[BUG] Applying attacks on 2 instances of the same model gives too far away results

[talrub]

✨ Short description of the bug [tl;dr]

I have conducted experiments with two instances of the same "4-layer-VanillaRNN-none_activation_between_layers" model , which I'll denote as model1 and model2. Both models were trained on the MNIST dataset, where each input image is treated as 28 sequences of length 28 pixels.

Model1 was trained with lr=0.001 until reaching train_acc=100% (train_loss=0.0003 val_acc=95.38%).
Model2 was trained with lr=0.005 until reaching train_acc=100% (train_loss=0.00018 val_acc=95.25%).
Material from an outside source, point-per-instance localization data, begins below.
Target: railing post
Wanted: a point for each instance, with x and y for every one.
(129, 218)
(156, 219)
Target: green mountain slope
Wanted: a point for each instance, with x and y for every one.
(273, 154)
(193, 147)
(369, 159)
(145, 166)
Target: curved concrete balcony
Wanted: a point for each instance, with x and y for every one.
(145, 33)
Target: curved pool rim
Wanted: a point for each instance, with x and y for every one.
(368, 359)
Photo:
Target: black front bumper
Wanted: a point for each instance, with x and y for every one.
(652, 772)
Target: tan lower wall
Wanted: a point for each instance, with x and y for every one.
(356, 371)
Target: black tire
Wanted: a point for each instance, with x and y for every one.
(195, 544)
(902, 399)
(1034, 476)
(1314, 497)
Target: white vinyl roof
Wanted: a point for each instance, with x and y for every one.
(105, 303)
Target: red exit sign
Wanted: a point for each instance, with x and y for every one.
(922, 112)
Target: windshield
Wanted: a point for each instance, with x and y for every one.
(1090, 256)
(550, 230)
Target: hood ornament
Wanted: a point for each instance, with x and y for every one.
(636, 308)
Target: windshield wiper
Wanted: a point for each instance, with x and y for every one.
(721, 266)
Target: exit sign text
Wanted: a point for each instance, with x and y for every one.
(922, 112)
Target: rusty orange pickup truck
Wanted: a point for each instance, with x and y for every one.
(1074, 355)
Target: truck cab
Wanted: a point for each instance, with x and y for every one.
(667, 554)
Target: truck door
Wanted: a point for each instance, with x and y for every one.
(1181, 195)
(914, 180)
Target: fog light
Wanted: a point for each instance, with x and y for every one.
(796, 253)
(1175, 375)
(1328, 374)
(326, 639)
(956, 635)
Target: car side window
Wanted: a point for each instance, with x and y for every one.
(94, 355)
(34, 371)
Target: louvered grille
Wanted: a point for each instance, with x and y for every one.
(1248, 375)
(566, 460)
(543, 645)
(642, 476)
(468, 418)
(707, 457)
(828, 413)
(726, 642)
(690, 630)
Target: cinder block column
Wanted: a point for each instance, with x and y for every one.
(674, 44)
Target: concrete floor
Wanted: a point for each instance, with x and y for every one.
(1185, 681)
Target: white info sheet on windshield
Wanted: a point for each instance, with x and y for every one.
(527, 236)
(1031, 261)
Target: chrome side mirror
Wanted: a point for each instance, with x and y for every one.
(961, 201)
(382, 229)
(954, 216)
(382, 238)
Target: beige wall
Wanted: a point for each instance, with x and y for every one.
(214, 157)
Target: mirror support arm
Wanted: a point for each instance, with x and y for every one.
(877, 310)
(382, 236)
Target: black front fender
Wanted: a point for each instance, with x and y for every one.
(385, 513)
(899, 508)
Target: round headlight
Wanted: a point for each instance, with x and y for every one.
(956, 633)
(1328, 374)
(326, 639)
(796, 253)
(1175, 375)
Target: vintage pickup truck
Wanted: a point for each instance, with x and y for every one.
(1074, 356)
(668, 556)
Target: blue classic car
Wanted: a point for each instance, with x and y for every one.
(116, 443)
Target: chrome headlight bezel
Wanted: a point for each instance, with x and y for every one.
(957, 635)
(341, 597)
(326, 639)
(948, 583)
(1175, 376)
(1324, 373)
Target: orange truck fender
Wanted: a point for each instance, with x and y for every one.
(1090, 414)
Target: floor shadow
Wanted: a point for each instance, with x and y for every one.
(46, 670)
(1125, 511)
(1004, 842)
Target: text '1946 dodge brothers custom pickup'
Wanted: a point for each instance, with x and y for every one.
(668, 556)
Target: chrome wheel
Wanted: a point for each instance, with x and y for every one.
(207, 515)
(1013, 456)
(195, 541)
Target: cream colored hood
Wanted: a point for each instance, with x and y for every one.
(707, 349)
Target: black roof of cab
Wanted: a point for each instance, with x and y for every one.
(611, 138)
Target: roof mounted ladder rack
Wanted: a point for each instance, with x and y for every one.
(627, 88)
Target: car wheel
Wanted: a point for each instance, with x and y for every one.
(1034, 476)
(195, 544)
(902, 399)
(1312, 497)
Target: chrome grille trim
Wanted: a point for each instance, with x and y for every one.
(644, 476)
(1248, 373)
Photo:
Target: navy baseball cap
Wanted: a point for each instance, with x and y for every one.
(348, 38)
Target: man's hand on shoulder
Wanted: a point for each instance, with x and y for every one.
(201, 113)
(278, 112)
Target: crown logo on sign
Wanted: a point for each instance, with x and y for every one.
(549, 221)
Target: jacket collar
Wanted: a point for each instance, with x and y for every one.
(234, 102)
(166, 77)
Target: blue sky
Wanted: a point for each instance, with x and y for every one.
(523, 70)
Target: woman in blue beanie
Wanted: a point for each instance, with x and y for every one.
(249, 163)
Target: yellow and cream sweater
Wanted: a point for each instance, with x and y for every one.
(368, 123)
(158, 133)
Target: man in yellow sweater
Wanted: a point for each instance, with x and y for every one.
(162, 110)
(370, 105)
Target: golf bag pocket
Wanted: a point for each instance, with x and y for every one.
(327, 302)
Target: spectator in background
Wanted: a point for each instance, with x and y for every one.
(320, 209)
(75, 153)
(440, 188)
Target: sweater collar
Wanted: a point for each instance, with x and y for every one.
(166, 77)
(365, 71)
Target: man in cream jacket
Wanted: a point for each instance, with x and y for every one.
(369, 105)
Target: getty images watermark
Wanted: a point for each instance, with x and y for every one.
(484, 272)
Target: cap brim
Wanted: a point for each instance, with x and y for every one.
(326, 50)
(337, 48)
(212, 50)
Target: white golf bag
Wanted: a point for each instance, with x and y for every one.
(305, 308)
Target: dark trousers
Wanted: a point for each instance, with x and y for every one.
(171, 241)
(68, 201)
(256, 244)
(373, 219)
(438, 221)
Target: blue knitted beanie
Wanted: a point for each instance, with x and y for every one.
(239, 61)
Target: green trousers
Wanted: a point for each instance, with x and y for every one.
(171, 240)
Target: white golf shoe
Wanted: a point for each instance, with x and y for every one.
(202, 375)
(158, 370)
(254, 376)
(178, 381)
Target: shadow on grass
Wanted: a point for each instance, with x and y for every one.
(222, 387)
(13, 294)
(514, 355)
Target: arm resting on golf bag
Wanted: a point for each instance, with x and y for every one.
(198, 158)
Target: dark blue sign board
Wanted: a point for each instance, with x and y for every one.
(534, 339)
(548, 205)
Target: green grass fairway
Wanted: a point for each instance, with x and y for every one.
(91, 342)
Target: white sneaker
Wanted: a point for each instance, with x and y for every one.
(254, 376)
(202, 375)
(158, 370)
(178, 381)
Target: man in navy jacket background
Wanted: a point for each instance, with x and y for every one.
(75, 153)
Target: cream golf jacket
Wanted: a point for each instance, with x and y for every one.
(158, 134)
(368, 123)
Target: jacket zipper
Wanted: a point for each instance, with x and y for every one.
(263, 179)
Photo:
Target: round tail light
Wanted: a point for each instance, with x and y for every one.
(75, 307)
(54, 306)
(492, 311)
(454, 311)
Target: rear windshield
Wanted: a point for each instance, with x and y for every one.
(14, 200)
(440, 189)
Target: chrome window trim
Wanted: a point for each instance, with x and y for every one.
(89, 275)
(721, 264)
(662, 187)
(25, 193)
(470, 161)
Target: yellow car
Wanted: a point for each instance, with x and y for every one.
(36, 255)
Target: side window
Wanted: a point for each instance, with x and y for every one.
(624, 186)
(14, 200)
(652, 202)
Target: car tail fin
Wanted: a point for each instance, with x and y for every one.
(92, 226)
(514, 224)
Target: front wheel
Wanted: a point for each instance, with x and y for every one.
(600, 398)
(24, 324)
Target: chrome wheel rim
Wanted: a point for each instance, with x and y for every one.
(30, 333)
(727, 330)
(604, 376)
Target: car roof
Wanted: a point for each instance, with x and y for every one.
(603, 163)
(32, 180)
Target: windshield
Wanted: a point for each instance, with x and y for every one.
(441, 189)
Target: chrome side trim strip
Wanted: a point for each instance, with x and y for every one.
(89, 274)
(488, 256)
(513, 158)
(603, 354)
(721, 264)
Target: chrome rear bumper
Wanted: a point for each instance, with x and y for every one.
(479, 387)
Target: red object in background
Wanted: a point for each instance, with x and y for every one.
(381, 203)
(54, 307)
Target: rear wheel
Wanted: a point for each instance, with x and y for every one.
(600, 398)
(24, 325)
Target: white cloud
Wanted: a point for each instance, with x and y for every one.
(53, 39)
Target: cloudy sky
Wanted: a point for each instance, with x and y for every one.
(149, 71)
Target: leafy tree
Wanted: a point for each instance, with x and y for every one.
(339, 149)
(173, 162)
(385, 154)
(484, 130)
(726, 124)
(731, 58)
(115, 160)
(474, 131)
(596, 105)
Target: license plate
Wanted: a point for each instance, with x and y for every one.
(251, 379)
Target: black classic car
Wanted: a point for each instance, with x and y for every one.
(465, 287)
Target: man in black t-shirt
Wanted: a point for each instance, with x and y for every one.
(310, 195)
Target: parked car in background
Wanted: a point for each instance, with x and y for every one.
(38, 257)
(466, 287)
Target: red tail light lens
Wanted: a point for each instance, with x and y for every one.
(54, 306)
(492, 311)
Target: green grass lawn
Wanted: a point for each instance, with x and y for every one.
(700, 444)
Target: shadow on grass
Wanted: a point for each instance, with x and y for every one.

Subsequently, I generated 1000 adversarial images for both models using CW and PGD attacks.

For model1 i got:
test_acc_on_1000_real_samples=95.2%
test_acc_on_1000_adversarial_samples_CW=30.9%
test_acc_on_1000_adversarial_samples_PGD=2.2%

For model2 i got:
test_acc_on_1000_real_samples=93.3%
test_acc_on_1000_adversarial_samples_CW=60.9%
test_acc_on_1000_adversarial_samples_PGD=24.10%

Despite both models sharing the same architecture and achieving comparable training and validation accuracies, the significant discrepancies in the results of the same attacks raise concerns.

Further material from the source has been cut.